In some chapters, you refer to traveling or attending events before the first wave of the Covid-19 pandemic. Would you say the collective experiences and fears of people worldwide have shifted in response to the pandemic, and if so, how?

I think Covid generated monsters in a way that we hadn’t seen for a long time. Not only did we now have a new, deadly and contagious pathogen to worry about, it also remained imperceptible until it was too late, rendering apparently healthy people potential infectious agents. This is definitely a growing trend in modern monster films and horror: infected zombies, pathogen-induced apocalypses, cordyceps monsters—representing our fears of loss of bodily and mental autonomy. Nothing is more terrifying than a monster that erupts suddenly from the body of your family member or friend, right?

Added to that, lockdown pushed us into our own minds by shutting down our external worlds, which forced many people to meet their inner monsters in ways they had previously avoided. Mental health tanked.
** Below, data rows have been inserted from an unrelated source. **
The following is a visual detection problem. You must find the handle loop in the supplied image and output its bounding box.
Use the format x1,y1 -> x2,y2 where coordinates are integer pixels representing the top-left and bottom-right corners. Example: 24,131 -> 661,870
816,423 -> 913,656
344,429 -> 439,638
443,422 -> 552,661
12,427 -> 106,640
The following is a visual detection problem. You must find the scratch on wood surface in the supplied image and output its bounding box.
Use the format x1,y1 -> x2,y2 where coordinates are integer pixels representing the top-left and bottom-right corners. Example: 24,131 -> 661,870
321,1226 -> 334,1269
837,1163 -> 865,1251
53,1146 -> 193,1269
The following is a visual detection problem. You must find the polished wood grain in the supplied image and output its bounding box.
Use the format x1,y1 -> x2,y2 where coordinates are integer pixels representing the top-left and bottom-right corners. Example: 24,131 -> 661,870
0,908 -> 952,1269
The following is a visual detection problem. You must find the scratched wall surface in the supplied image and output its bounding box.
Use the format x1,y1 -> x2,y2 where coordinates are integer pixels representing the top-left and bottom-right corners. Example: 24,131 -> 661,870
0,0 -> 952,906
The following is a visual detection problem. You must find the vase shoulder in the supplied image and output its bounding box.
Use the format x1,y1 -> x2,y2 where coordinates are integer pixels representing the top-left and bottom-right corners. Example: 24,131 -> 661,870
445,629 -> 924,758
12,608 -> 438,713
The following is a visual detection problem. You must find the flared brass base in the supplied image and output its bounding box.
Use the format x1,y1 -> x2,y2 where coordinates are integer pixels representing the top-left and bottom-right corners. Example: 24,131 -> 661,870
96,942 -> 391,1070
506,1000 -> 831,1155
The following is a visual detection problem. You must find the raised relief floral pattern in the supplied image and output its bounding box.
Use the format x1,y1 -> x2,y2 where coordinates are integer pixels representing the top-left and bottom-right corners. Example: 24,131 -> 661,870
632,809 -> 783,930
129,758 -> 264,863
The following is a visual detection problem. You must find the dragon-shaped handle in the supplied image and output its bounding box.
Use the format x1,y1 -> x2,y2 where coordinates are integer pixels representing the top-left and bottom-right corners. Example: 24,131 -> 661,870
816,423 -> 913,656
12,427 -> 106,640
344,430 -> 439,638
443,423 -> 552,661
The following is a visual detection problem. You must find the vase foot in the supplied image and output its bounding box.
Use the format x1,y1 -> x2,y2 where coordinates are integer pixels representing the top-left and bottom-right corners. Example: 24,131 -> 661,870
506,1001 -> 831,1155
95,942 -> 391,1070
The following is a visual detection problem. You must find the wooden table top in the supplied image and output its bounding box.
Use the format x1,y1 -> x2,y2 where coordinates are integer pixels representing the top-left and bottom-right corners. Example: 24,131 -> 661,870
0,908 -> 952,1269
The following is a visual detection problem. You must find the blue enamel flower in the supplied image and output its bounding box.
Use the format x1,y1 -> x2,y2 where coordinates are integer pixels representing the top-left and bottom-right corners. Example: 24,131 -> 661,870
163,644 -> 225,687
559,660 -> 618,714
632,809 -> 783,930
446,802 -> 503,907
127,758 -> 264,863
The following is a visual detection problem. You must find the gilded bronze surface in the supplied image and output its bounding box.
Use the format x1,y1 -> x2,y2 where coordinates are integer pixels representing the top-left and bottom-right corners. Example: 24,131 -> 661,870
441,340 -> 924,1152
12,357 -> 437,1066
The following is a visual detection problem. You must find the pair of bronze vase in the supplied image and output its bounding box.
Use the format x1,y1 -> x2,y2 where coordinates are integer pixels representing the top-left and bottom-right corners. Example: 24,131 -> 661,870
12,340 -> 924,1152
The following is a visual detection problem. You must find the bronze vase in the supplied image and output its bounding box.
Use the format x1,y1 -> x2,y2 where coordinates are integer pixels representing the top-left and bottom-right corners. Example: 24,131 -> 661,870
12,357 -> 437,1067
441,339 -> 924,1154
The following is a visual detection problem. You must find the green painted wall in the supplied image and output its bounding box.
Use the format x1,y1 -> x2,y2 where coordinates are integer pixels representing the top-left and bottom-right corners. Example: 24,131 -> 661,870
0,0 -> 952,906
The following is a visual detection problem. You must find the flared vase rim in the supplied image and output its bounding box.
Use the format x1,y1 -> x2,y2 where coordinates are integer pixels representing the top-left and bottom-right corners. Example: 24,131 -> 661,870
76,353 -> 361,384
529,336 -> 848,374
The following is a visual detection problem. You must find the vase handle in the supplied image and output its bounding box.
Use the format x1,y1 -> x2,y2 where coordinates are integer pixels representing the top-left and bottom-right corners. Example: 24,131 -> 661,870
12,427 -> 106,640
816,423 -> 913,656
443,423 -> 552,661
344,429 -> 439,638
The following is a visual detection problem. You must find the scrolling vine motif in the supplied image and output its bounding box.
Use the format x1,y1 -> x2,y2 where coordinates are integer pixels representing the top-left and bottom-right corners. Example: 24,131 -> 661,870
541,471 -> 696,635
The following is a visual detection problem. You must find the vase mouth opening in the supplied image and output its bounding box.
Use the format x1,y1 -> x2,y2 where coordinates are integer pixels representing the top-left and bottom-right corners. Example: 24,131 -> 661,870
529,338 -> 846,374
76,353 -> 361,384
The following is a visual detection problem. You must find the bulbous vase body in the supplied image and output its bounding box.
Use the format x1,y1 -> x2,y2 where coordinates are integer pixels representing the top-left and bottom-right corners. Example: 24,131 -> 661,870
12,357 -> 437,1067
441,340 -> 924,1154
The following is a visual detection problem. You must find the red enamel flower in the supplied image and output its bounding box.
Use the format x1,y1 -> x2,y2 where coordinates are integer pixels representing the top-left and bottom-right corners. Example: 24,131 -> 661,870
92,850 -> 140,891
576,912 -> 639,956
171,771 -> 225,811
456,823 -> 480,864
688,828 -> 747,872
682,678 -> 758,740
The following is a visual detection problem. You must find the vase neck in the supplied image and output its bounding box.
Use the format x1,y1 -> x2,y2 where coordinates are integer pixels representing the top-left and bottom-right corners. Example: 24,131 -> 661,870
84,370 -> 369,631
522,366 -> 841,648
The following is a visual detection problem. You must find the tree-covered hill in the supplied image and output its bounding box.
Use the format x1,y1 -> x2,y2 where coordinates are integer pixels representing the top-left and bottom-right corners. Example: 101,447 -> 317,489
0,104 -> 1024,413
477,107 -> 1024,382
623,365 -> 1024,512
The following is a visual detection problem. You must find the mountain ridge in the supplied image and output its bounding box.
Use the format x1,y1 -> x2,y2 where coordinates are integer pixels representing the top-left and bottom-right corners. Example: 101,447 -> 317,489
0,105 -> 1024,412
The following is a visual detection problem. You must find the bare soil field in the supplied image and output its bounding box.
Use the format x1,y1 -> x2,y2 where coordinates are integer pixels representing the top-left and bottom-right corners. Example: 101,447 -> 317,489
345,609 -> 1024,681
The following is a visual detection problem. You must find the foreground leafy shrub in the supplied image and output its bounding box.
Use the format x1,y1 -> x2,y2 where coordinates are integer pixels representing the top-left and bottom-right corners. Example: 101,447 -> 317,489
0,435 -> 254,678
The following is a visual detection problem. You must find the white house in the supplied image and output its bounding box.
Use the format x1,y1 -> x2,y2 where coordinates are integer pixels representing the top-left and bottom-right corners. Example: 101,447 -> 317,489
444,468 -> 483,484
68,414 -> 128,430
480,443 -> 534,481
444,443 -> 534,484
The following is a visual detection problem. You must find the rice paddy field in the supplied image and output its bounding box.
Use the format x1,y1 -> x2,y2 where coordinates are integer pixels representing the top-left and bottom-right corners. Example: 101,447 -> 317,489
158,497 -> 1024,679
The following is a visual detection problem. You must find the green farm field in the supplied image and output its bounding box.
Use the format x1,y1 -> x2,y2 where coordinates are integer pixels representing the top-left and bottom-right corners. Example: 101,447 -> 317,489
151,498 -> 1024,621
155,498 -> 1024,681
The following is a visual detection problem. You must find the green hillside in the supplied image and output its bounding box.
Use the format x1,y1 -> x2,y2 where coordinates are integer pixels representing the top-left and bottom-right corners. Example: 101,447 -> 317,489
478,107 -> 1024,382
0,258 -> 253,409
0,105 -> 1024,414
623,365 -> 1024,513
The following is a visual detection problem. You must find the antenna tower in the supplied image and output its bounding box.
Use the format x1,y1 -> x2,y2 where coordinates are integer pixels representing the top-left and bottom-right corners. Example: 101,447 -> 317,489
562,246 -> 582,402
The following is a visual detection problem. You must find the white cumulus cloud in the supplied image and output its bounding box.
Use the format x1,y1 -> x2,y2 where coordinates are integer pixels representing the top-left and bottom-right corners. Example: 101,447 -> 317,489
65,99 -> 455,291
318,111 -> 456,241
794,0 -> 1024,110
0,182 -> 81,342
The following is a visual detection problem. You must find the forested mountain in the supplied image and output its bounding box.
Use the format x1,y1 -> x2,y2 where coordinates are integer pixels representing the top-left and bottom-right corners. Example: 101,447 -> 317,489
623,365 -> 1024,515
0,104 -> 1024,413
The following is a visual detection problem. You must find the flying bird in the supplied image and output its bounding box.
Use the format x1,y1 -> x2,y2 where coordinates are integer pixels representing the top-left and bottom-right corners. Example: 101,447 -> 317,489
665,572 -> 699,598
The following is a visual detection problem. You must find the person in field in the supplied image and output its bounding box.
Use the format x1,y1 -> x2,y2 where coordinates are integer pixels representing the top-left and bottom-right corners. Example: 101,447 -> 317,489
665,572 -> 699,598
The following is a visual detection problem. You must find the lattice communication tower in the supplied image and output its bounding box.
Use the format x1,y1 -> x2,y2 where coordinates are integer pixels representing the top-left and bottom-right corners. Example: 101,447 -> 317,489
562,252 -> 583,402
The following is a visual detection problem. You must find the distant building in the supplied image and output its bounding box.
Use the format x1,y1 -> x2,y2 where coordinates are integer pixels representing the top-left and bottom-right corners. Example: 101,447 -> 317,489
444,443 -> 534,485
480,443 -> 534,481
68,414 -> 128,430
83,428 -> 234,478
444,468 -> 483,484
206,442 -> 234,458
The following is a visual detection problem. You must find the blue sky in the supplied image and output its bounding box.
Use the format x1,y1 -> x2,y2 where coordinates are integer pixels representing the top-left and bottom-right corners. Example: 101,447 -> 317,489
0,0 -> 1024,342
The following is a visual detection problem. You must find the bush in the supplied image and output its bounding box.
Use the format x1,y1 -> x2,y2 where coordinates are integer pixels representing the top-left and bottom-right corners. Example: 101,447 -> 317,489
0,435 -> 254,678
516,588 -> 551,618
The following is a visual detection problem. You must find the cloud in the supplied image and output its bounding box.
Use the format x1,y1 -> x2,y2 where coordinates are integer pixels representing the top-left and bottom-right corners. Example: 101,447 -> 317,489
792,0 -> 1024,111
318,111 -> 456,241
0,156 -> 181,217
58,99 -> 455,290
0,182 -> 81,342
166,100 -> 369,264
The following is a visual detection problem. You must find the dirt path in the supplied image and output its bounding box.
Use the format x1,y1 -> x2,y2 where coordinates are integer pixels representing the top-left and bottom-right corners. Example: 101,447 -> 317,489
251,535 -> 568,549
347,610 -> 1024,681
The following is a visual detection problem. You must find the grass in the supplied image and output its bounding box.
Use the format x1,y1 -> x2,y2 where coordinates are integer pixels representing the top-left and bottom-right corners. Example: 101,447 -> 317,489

Humans also have a tendency to become more neophobic under stressful conditions—so it’s very likely that the pandemic accentuated xenophobic and political prejudices. The effects of all of this are probably still with us.

Throughout the book, you allude to more monsters than you had room to include. What are some of your favorite beasts that remained on the editorial chopping block?

During the writing process I decided to shift towards monsters that really embody our relationship with other animals and nature, creaturely monsters as it were, rather than those on the border between human and animal. This was in the interests of clarity and focus, but also meant that some of my very favourite monsters had to go.

Top of this list of omissions may be no surprise: vampires. They’ve come to the fore recently with the release of Robert Eggers’s Nosferatu, but vampires are in some ways the perfect monsters. They play out really primal psychological processes with theatrical flair, and at the same time can fill any social commentary roles you can imagine. They can be critiques of elites, political regimes, sexuality, races, what have you. The different vampire iterations combine really gritty folkloric roots, luxuriant gothic glamour, and enviable aesthetics to differing degrees. But, while they’re really connected to beasts like bats and wolves, and beastly in many ways, I thought vampires were a bit too human to be in Enchanted Creatures.

Your concluding thoughts on dystopias are quite timely. Which lessons do you think humans must most urgently learn from our beastly brethren?

I think one message that I really wanted to convey was that the monsters are neither “out there”—beasts to be exterminated in the wilderness, nor “in here”—we are not monsters who should be eradicated. As much as many of the dystopian fantasies in the cinema or recent books might indulge these two options. Neither is going to be helpful in finding a sustainable future.

We can take inspiration from John Gardner’s Grendel, who sits alongside the likes of Shakespeare’s Caliban or Frankenstein’s Monster. All of these wildlings sit on the border between humanity and the wild. In their natural state, they’re acutely susceptible to wonder, yearning for beauty and connection. It’s only when they’re rejected, controlled, and driven away that they become monstrous. They reveal the human condition so clearly: our humanity dies without connection to each other and to nature.